I thank the Minister for his remarks on clause 29. Similarly to EU provisions on support to services of general economic interest, the clause relates to enterprises that are assigned with a particular task in the public interest. We recognise why the clause is needed, to outline the regulations for subsidies given to SPEIs. Labour recognises that SPEIs differ from enterprises that may normally receive subsidies, and accepts that different regulations should therefore apply to subsidies given to SPEIs. We support the regulations under clause 29. It may be important to note that we do not support the exceptions given to SPEIs under clauses 38 and 41, but that will be discussed at a later date.
Question put and agreed to.
Clause 29 accordingly ordered to stand part of the Bill.
Clause 30
Effect of prohibitions etc in relation to subsidy schemes
Question proposed, That the clause stand part of the Bill.
The clause sets out how the prohibitions and other requirements in this chapter apply in relation to subsidy schemes.

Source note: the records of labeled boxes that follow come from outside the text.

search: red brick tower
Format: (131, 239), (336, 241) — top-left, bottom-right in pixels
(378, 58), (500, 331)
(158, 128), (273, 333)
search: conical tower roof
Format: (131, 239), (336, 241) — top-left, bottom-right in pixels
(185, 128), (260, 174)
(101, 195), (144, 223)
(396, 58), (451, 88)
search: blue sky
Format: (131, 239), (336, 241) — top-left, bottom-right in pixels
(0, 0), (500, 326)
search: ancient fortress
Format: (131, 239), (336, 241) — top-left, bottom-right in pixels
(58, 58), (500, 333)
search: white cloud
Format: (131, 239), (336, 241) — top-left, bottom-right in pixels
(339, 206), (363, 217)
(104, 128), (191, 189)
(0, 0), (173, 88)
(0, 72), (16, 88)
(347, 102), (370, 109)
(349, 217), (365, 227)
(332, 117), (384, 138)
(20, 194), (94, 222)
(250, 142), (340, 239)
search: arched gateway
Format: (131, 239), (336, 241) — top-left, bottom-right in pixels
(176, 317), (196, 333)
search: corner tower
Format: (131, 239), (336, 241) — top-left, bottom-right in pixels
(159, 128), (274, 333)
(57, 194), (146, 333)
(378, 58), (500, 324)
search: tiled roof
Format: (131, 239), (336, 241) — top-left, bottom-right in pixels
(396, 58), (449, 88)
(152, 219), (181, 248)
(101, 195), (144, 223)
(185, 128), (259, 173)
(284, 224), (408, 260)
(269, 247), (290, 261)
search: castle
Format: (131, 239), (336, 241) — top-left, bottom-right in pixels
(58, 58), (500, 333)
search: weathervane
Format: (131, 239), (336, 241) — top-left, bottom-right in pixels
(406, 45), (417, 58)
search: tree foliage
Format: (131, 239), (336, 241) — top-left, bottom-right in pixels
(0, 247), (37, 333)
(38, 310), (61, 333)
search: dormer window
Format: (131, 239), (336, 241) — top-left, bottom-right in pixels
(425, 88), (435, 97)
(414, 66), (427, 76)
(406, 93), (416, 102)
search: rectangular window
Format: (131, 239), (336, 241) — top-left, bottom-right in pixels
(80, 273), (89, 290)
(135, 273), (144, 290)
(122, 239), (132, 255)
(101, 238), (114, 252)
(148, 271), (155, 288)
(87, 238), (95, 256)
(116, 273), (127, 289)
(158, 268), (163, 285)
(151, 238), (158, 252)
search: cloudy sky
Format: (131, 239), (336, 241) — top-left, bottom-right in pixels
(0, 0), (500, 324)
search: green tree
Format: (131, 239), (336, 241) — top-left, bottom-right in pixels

It ensures that public authorities cannot evade those prohibitions and requirements when establishing a subsidy scheme.
We support clause 30 standing part of the Bill.
Question put and agreed to.
Clause 30 accordingly ordered to stand part of the Bill.
Clause 31
Subsidies or schemes subject to mandatory referral
Question proposed, That the clause stand part of the Bill.
Clause 31 prohibits a subsidy or scheme that a public authority has failed to properly refer to the subsidy advice unit, or which has been given or made before the referral process has been allowed to conclude.
Clause 31 outlines the regulations for mandatory referral of subsidies to the CMA. We support the regulations in the clause, which will be an important part of the operation of the regime, but we will seek to amend clause 54, which will be discussed at a later date.
Question put and agreed to.
Clause 31 accordingly ordered to stand part of the Bill.
Ordered, That further consideration be now adjourned. —(Michael Tomlinson.)